Per quanto concerne il reparto più specificamente narrativo, è riscontrabile anzitutto una forte attenzione ad una letteratura apparentemente periferica come quella Ceca (letta da Ceserani in traduzione) e alla produzione romanzesca in lingua inglese (in particolare degli anni Sessanta, Settanta e Ottanta del Novecento), per la quale è intuibile un lavoro di ricerca preliminare a proposte di edizione. Un ulteriore aspetto che il Fondo illumina della personalità del critico di Soresina è il suo impegno editoriale. In esso è infatti presente una vasta collezione di volumi Sellerio, documento della sua lunga e proficua collaborazione con la casa editrice siciliana. Infine, l’altro grande ambito di studi di Remo Ceserani, il Cinquecento italiano, è ben presidiato dai volumi (annotati) su Piero di Cosimo e da una serie di edizioni antiche (per lo più settecentesche) dell’Orlando Furioso.

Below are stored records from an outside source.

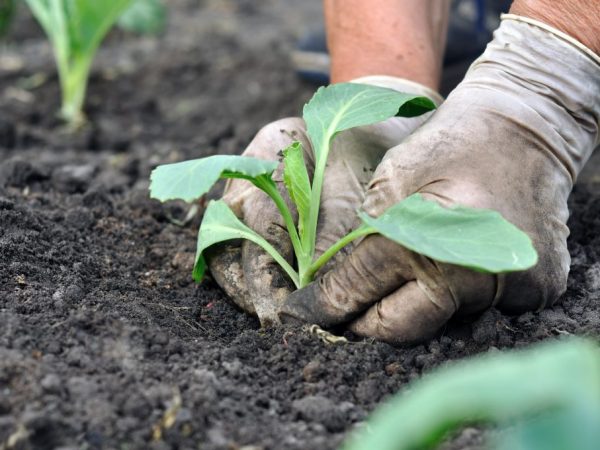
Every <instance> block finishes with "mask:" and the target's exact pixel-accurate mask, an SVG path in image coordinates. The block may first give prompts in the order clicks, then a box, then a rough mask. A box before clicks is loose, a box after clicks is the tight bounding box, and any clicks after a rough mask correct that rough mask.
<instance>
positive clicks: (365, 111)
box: [303, 83, 435, 159]
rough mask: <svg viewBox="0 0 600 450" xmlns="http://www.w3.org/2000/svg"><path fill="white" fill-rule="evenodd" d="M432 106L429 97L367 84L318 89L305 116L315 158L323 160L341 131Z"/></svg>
mask: <svg viewBox="0 0 600 450" xmlns="http://www.w3.org/2000/svg"><path fill="white" fill-rule="evenodd" d="M432 109H435V104H434V103H433V102H432V101H431V100H430V99H428V98H426V97H421V96H418V95H413V94H405V93H402V92H398V91H395V90H393V89H387V88H382V87H378V86H370V85H366V84H359V83H339V84H332V85H330V86H326V87H321V88H319V90H318V91H317V92H316V93H315V95H314V96H313V98H312V99H311V100H310V101H309V102H308V103H307V104H306V105H305V106H304V111H303V117H304V120H305V122H306V128H307V132H308V135H309V136H310V140H311V142H312V144H313V148H314V151H315V155H316V158H317V159H320V158H321V157H322V156H321V154H323V153H326V152H327V149H328V146H329V142H330V141H331V139H333V137H334V136H335V135H336V134H337V133H339V132H340V131H343V130H347V129H349V128H353V127H359V126H363V125H370V124H373V123H376V122H381V121H383V120H386V119H389V118H390V117H394V116H401V117H414V116H418V115H421V114H424V113H426V112H427V111H431V110H432ZM323 157H326V156H323Z"/></svg>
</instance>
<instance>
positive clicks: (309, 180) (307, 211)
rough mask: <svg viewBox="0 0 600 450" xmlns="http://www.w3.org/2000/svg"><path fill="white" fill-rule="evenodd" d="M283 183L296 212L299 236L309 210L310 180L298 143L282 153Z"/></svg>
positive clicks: (287, 148) (303, 226) (309, 198)
mask: <svg viewBox="0 0 600 450" xmlns="http://www.w3.org/2000/svg"><path fill="white" fill-rule="evenodd" d="M283 161H284V170H283V182H284V183H285V187H286V188H287V191H288V194H289V195H290V198H291V199H292V201H293V202H294V204H295V205H296V209H297V210H298V227H299V231H300V236H302V231H303V228H304V221H305V220H306V217H307V216H308V210H309V208H310V180H309V178H308V172H307V170H306V163H305V162H304V151H303V149H302V144H301V143H300V142H293V143H292V144H291V145H290V146H289V147H288V148H286V149H285V150H284V151H283Z"/></svg>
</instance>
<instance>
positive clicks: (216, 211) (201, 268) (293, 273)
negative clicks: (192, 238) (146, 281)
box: [192, 200, 298, 286]
mask: <svg viewBox="0 0 600 450" xmlns="http://www.w3.org/2000/svg"><path fill="white" fill-rule="evenodd" d="M231 239H248V240H250V241H252V242H254V243H255V244H257V245H260V246H261V247H262V248H263V249H264V250H265V251H266V252H267V253H268V254H269V255H271V256H272V257H273V259H275V261H277V262H278V263H279V265H280V266H281V267H282V268H283V269H284V270H285V271H286V273H287V274H288V275H289V276H290V278H291V279H292V281H293V282H294V284H295V285H296V286H297V285H298V274H297V273H296V271H295V270H294V269H293V268H292V267H291V266H290V265H289V264H288V262H287V261H286V260H285V259H284V258H283V257H282V256H281V255H280V254H279V252H278V251H277V250H275V248H273V246H272V245H271V244H269V243H268V242H267V241H266V240H265V239H264V238H263V237H262V236H260V235H259V234H258V233H256V232H255V231H254V230H252V229H251V228H248V227H247V226H246V225H244V223H243V222H242V221H241V220H240V219H238V218H237V217H236V216H235V214H234V213H233V211H231V209H230V208H229V206H227V204H226V203H225V202H224V201H222V200H217V201H214V200H213V201H211V202H210V203H209V204H208V207H207V208H206V211H205V212H204V217H203V219H202V224H201V225H200V231H199V232H198V244H197V247H196V264H195V265H194V271H193V273H192V276H193V278H194V280H196V281H197V282H200V281H202V278H203V277H204V272H205V271H206V261H205V259H204V256H203V255H202V252H204V250H206V249H207V248H208V247H210V246H211V245H214V244H217V243H219V242H223V241H228V240H231Z"/></svg>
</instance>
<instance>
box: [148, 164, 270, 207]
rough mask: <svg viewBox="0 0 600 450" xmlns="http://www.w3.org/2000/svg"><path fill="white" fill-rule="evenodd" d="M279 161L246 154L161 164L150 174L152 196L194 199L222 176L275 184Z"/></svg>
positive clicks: (261, 183)
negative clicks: (249, 156)
mask: <svg viewBox="0 0 600 450" xmlns="http://www.w3.org/2000/svg"><path fill="white" fill-rule="evenodd" d="M277 165H278V162H277V161H265V160H263V159H257V158H250V157H247V156H234V155H215V156H209V157H207V158H200V159H193V160H190V161H183V162H179V163H174V164H165V165H162V166H158V167H157V168H156V169H154V170H153V171H152V174H151V175H150V196H151V197H152V198H156V199H158V200H160V201H166V200H173V199H181V200H185V201H187V202H191V201H193V200H196V199H198V198H200V197H201V196H202V195H203V194H205V193H207V192H208V190H209V189H210V188H211V187H212V185H213V184H215V183H216V182H217V180H218V179H219V178H243V179H246V180H249V181H251V182H253V183H255V184H256V185H257V186H259V187H261V186H264V185H265V184H273V181H272V180H271V174H272V173H273V171H274V170H275V168H276V167H277Z"/></svg>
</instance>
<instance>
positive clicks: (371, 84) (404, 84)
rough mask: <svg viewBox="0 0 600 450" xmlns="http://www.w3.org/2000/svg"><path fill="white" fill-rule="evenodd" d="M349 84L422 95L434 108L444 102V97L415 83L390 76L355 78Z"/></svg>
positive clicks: (362, 77)
mask: <svg viewBox="0 0 600 450" xmlns="http://www.w3.org/2000/svg"><path fill="white" fill-rule="evenodd" d="M351 83H362V84H370V85H372V86H379V87H385V88H388V89H394V90H395V91H398V92H406V93H407V94H415V95H422V96H424V97H427V98H429V99H430V100H431V101H433V103H435V106H440V105H441V104H442V103H443V101H444V97H442V96H441V95H440V94H439V93H437V92H436V91H434V90H433V89H431V88H428V87H427V86H423V85H422V84H420V83H417V82H415V81H410V80H407V79H406V78H398V77H392V76H390V75H368V76H366V77H360V78H356V79H354V80H352V81H351Z"/></svg>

Infine, un accenno alla ricchezza di informazioni che il Fondo custodisce sul modo di lavorare dello studioso. Le annotazioni sui volumi - molto frequenti – consegnano, a chi si accinga a studiare il profilo intellettuale di Ceserani, dati preziosi: sottolineature, glosse a margine, annotazioni su passi di particolare rilievo nelle carte di guardia, circoscrivono con particolare evidenza le aree di maggiore interesse per lo studio del critico (si pensi ad esempio all’attenzione dimostrata ad alcuni aspetti della contemporanea elaborazione teorica, in particolare per il New-Historicism, oppure per specifici temi della tradizione biblica, o ancora per elementi centrali della modernità culturale come il mito del buon selvaggio, indagato in vari volumi e sotto vari rispetti); mentre una serie di fogli volanti, inserti (recensioni o saggi collegati ai volumi) e lettere conservate nei libri e ora catalogate nell’archivio collegato, impreziosiscono ulteriormente il materiale presente in Biblioteca, fornendo un’immagine a tutto tondo della figura di Remo Ceserani. Il Fondo allora non solo arricchisce notevolmente il deposito librario della Scuola Normale, ma consente allo studioso un percorso all’interno della biblioteca di uno dei critici letterari più importanti della seconda metà del Novecento italiano.